TM: Have any of your novels been easier to write than others?
C.E.: I would say my first novel The Crown of Distant Dreams was the easiest. I think the untamed enthusiasm of actually writing a novel just carried me through the whole experience. Everyday I would get up looking forward to working on it. My imagination was finally set free.
My next novel The Lostman Woods was more of a grind – the curse of the second novel. There were ups but there were plenty of downs too. Struggling with the plotting and characters was at times deeply frustrating. However I did learn a trick on how to fix these frustrations. It was quite simple really. All I had to do was sleep on it. The next day my mind had, without me being conscious of the fact, found a solution.
Book of the Drowned took the shortest time to write. Almost as soon as I had the initial idea I began writing. I didn’t prepare at all. The story just flowed as if I was a mere conduit for some other entity. Writing is a strange business.
TM: What can readers be expecting from you in 2019?
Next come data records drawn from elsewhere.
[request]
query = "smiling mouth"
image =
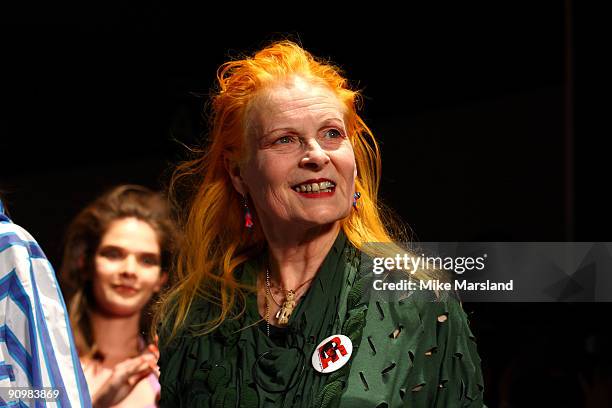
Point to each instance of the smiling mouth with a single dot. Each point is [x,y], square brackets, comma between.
[315,187]
[125,290]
C.E.: I am in the early stages of a new novel. This one is also set around the moors of Devon, England. It is a dark fairy tale about witches and an unhinged witch hunter.
TM: Thank you for the great interview. One last question (this is a fun one). If The Lostman Woods was turned into a feature film, which actor would be playing Detective Sergeant Harris?
C.E.: Hmmm. I would love to see Dan Stevens in the role. He would bring a great depth and intensity to the character of Harris I think.